Beberapa di antaranya dikarenakan faktor kekerasan dalam rumah tangga, pernikahan anak-anak di bawah usia, dan faktor ekonomi.
Satu di antara solusinya, kata Poppy, perempuan harus lebih berdaya dalam ekonomi, sehingga dapat ikut meningkatkan taraf ekonomi keluarga.
“Sekitar 33 ribu kasus itu dari ekonomi, maka solusinya kalau perempuan ini punya ketahanan di keluarga, kemudian mampu memanfaatkan peluang, baik di dalam maupun luar lingkungan, dan membuka akses ekonomi, diharapkan (angka perceraian) bisa menurun,” ujarnya.
Berikut adalah angka perceraian di Provinsi Jawa Barat tahun 2017, berdasarkan data dari Kanwil Kementerian Agama Provinsi Jawa Barat.

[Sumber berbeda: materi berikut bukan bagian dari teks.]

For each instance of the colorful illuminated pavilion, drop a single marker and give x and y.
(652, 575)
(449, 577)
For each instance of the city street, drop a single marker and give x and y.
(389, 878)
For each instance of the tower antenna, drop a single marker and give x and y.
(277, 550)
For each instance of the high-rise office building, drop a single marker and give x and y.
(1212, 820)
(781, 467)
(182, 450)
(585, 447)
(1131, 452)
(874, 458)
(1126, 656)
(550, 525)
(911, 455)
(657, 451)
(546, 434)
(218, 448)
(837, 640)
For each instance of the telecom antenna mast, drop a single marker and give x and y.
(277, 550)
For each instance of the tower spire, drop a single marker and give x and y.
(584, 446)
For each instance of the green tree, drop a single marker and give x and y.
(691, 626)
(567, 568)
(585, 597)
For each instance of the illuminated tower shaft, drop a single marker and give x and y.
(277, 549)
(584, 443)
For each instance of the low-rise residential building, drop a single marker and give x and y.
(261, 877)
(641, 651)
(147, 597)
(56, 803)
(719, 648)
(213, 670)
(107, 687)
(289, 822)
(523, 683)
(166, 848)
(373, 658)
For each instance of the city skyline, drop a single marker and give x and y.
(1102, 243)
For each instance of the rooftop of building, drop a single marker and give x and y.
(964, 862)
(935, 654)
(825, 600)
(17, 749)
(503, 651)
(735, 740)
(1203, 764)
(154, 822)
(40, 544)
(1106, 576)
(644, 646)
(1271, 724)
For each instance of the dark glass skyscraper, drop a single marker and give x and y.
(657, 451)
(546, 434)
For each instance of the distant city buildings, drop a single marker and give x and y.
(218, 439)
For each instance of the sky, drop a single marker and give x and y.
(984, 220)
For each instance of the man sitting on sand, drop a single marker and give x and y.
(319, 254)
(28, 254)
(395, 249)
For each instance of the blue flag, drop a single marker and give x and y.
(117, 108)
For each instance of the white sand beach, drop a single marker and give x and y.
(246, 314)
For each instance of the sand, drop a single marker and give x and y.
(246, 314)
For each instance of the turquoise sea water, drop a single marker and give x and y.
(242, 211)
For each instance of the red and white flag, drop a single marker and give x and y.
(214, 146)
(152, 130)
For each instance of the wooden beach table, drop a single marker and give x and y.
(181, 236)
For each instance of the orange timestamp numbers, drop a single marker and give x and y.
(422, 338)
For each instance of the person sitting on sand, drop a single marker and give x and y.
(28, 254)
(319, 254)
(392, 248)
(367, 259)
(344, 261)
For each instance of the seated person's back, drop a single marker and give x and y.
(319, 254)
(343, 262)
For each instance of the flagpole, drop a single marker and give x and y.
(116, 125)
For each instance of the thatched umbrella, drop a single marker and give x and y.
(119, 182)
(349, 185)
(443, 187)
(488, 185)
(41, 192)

1. Kota Cimahi – 9.244 kasus
2. Kabupaten Indramayu – 7.655 kasus
3. Kabupaten Cirebon – 6.848 kasus
4. Bandung – 4.498 kasus
5. Kabupaten Ciamis – 4.381 kasus
6. Kabupaten Bogor – 4.291 kasus
7. Kabupaten Majalengka – 3.944 kasus
8. Kabupaten Sumedang – 3.757 kasus
9. Tasikmalaya – 3.456 kasus
10. Kabupaten Garut – 3.366 kasus
11. Kabupaten Subang – 3.325 kasus
12. Kabupaten Cianjur – 3.223 kasus
13. Kota Depok – 3.208 kasus
14. Kota Bekasi – 2.865 kasus
Selain ekonomi, faktor perkawinan usia anak juga menjadi penyebab tingginya angka perceraian.
Kabupaten Indramayu menjadi daerah dengan jumlah pernikahan usia anak terbanyak.
Berikut data perkawinan usia anak terbanyak di Jawa Barat.
1. Kabupaten Indramayu – 1.449
2. Kabupaten Garut – 1.087
3. Sukabumi – 1.154
4. Kabupaten Cianjur – 1.221
5. Bekasi – 1.329
6. Kabupaten Subang – 1.103
7. Kabupaten Karawang – 1.336
Menurut Poppy, satu di antara cara mengurangi angka perceraian adalah melalui program Sekoper Cinta.
Dalam program ini, kaum ibu-ibu akan memperlajari berbagai macam materi yang diharapkan dapat meningkatkan kesejahteraan.
Sebanyak 50% materinya mengenai keluarga, sedangkan 50% lagi mengenai pemberdayaan ekonomi, sosial, dan agama.
“Sekoper Cinta ini diharapkan bisa meminimalisir bahkan menurunkan angka yang saat ini masih dianggap tinggi,” ujarnya.